Comme chaque progrès, ça a son revers. Car après cette libération qui a donné naissance à des images inoubliables et révolutionnaires, il devient de plus en plus dur de filmer la guerre toujours d’une autre manière. Même le génie Kubrick s’y est un peu cassé les dents, avec un Full Metal Jacket (1987) dont on retient surtout la partie camp d’entraînement-conditionnement du soldat, et moins les scènes de combat. Concernant la 2GM, le dernier choc, véritable révolution filmique dans la monstration d’une scène de combat, a été si fort, qu’on se demande comment faire plus immersif, chaotique et violent que le débarquement (entre autres) de Il faut le soldat Ryan (Steven Spielberg, 1998). Devant la filmographie rageuse de Mel Gibson réalisateur, le doute pouvait être temporairement levé et on pouvait attendre une autre vision en celle qu’il aurait de la bataille entre japonais et américains sur l’Île d’Okinawa, dans laquelle son personnage principal, Desmond, s’engage en se faisant la promesse de ne jamais prendre les armes et de n’aller au combat que pour sauver des vies. Ce personnage chrétien voire christique, gibsonien en diable (deuxième jeu de mots involontaire, je laisse aussi) subit un véritable calvaire (je dois vous rappeler le nom du cinéaste qui a mis en boîte La passion du Christ ?) contre les institutions (l’armée) et un état du monde (en guerre) qui s’érigent contre sa foi en les récits bibliques et sa morale à toute épreuve : l’ingrédient du gros mélodrame est bien présent, et en vérité bien exécuté, étant émouvant, filmé avec soin, et fidèle encore une fois aux obsessions de Mel Gibson pour des personnages à la croyance inébranlable qui sont capables de se sacrifier pour sublimer un environnement terrible.
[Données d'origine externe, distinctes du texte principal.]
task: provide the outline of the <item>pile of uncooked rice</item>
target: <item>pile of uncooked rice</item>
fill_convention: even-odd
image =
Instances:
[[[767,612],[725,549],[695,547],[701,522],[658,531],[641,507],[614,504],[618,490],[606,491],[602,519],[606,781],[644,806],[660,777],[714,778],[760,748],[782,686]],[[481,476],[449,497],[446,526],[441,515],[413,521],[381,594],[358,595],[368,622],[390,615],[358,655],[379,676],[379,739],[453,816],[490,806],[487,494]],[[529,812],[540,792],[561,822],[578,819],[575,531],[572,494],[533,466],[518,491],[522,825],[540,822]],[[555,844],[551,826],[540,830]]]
Cependant, si le film est un bon mélodrame pour ceux qui goûtent ce genre, c’est bien dans la façon de traiter la guerre que le réalisateur a, semble-t-il, un peu perdu ses couilles. Ce qui a rendu son statut de cinéaste incontestable, c’est sa capacité surprenante à prendre d’assaut l’industrie hollywoodienne avec des idées humanistes, folles, et en plus ramasser succès critique et public. Pour vous rafraîchir la mémoire, Braveheart, c’est plusieurs Oscars pour une histoire d’écossais en jupons dont tout le cinéma de l’époque devait se battre les steaks avant et La passion du Christ c’est deux heures de torture tournées en araméen (!), énorme succès mondial, proche d’un Apocalypto brutal en langue inca sur la violence des conquistadors… Tu ne tueras point est malgré ses accointances thématiques loin d’être le successeur logique de ses aînés, exactement là où on l’attend, retraçant béatement et à sens unique les exploits de Desmond, en « digne » représentant du cinéma hollywoodien et manichéen qui nous gonfle quasiment depuis les débuts du cinématographe (un petit bout de temps quoi). D’un patriotisme à toute épreuve, et à part une belle scène de hara-kiri (qui vient au bout de deux heures et dure deux putains de minutes), les Japonais ne sont que des hystériques hurlants et dénués de parole (même entre eux ils parlent pas les gars), alors que le parallèle entre le sacrifice de Desmond et la mentalité de guerre japonaise était le terrain rêvé pour livrer une œuvre réellement humaniste sur la foi des hommes en quelque chose pour lesquels ils sont prêts à mourir, et pas uniquement sur un américain chrétien prêts à mourir pour son Dieu et son pays. Quelques scènes auraient suffi et auraient donné à Tu ne tueras point une profondeur dont il est dépourvu : est-ce parce que Lettres d’Iwo Jima (Clint Eastwood, 2006) est déjà passé par là ?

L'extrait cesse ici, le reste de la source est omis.